The kilos come in like they new pianos
– Kilolar yeni piyanolar gibi geliyor
Fat boy got the big body
– Şişman kız büyük bir vücut var
Coast to coast, I could shoot product (Ayy)
– Kıyıdan kıyıya, ürün çekebilirim (Ayy)
They wanna see you up in Alcatraz (Ayy)
– Seni Alcatraz’da görmek istiyorlar (Ayy)
Forbes list, say ‘Wall’, and you falling fast
– Forbes listesi, ‘duvar’ deyin ve hızlı düşersiniz
Fuck this, hell nah, nigga, want it back
– Siktir et, lanet olsun, hayır, zenci, geri istiyorum
Eight figures, count it all and I call a cab (Woo!)
– Sekiz rakam, hepsini say ve bir taksi çağır (Woo!)
Get the drift, time to get a lift (Uh)
– Sürüklenme olsun, bir asansör almak için zaman (Uh)
I’m gettin’ rich so it’s hit or miss (Woo, woo)
– Zengin oluyorum, bu yüzden vur ya da özledim (Woo, woo)
Open up my window again (Yeah)
– Penceremi tekrar aç (Evet)
Open up my window again (Yeah)
– Penceremi tekrar aç (Evet)
I can hear death calling my name (It’s calling)
– Ölümün adımı çağırdığını duyabiliyorum (çağırıyor)
I can hear death calling my name (It’s calling)
– Ölümün adımı çağırdığını duyabiliyorum (çağırıyor)
I swear to God things ain’t gon’ change (Change)
– Yemin ederim işler değişmeyecek (değişim)
I swear to God things ain’t gon’ change (Change)

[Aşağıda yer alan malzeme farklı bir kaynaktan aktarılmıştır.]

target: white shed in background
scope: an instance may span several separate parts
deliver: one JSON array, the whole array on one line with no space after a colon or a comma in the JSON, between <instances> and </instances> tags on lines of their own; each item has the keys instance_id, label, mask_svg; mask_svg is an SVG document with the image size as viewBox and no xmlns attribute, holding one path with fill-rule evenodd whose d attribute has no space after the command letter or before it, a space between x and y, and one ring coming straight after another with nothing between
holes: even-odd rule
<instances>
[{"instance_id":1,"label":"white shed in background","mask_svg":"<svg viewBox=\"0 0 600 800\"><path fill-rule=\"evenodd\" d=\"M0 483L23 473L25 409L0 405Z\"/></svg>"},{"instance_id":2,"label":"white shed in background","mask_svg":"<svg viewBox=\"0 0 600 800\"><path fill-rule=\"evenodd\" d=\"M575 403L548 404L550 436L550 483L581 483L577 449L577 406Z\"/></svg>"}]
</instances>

– Yemin ederim işler değişmeyecek (değişim)
I keep a revolver wit’ your name (Yeah)
– Senin isminle bir tabanca tutuyorum (Evet)

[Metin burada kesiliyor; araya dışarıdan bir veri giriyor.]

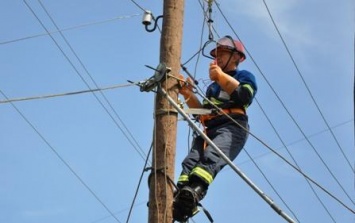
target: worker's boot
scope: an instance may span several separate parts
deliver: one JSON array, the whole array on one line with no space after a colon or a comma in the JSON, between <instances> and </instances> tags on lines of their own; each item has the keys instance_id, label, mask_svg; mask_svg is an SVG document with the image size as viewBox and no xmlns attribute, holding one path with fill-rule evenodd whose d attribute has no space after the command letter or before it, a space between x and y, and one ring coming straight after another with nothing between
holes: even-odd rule
<instances>
[{"instance_id":1,"label":"worker's boot","mask_svg":"<svg viewBox=\"0 0 355 223\"><path fill-rule=\"evenodd\" d=\"M174 202L173 216L176 221L185 222L198 211L198 203L205 197L207 186L201 183L193 183L183 187Z\"/></svg>"},{"instance_id":2,"label":"worker's boot","mask_svg":"<svg viewBox=\"0 0 355 223\"><path fill-rule=\"evenodd\" d=\"M180 192L186 185L188 185L188 181L178 182L177 190L174 191L173 218L178 222L186 222L189 218L186 214L184 214L184 204L179 199Z\"/></svg>"}]
</instances>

I keep a revolver wit’ your name, just in case
– Her ihtimale karşı, senin isminle bir tabanca tutuyorum.
I’m a hood nigga, I know why they love me (Uh)
– Ben bir hood zenciyim, beni neden sevdiklerini biliyorum (Uh)
I’m on some underground shit, just like the subway (Uh huh)
– Metroda olduğu gibi bazı yeraltı boklarındayım (Uh huh)
Battle niggas in the streets and murder
– Sokaklarda zencilerle savaş ve öldür
Whoever you brought on this fucking stage
– Bu lanet sahneye kimi getirdiysen
I’m the fucking plague, I’m global warming
– Ben lanet bir vebayım, küresel ısınıyorum
I’m the Ebola virus, my niggas is pirates
– Ben Ebola virüsüyüm, zencilerim korsanlar
Prepare for violence, silence (Yeah!)
– Şiddete hazırlanın, sessizlik (Evet!)
How many times you been behind the wall? None
– Duvarın arkasında kaç kez kaldın? Hiçbiri
You either snitching or lying about the shit you done
– Ya muhbirlik yoksa bu iş yalan mı yaptın
You ain’t never move a brick ‘less you was building a house
– Bir tuğlayı asla hareket ettiremezsin, daha az bir ev inşa ediyordun
You ain’t never put a nigga out with the gun in his mouth
– Ağzında silah olan bir zenciyi asla dışarı çıkaramazsın.
Only thing you ever shot was pool
– Vurduğun tek şey havuzdu.
Only thing you ever cut was class
– Kestiğin tek şey dersti.
Y’all niggas is ass (What?) (Woo)
– Hepiniz zenciler eşek (ne?) (Kur yapmak)
Open up my window again (Yeah)
– Penceremi tekrar aç (Evet)
Open up my window again (Yeah)
– Penceremi tekrar aç (Evet)
I can hear death calling my name (It’s calling)
– Ölümün adımı çağırdığını duyabiliyorum (çağırıyor)
I can hear death calling my name (It’s calling)
– Ölümün adımı çağırdığını duyabiliyorum (çağırıyor)
I swear to God things ain’t gon change (Change)
– Yemin ederim işler değişmeyecek (değişim)
I swear to God things ain’t gon change (Change)
– Yemin ederim işler değişmeyecek (değişim)
I keep a revolver wit’ your name (Yeah)
– Senin isminle bir tabanca tutuyorum (Evet)
I keep a revolver wit’ your name, just in case
– Her ihtimale karşı, senin isminle bir tabanca tutuyorum.
Godfather of Harlem Feat. Swizz Beatz, Rick Ross & DMX – Just in Case İngilizce Sözleri Türkçe Anlamları
yazarı:
Etiketler:
Bir yanıt yazın
Yorum yapabilmek için oturum açmalısınız.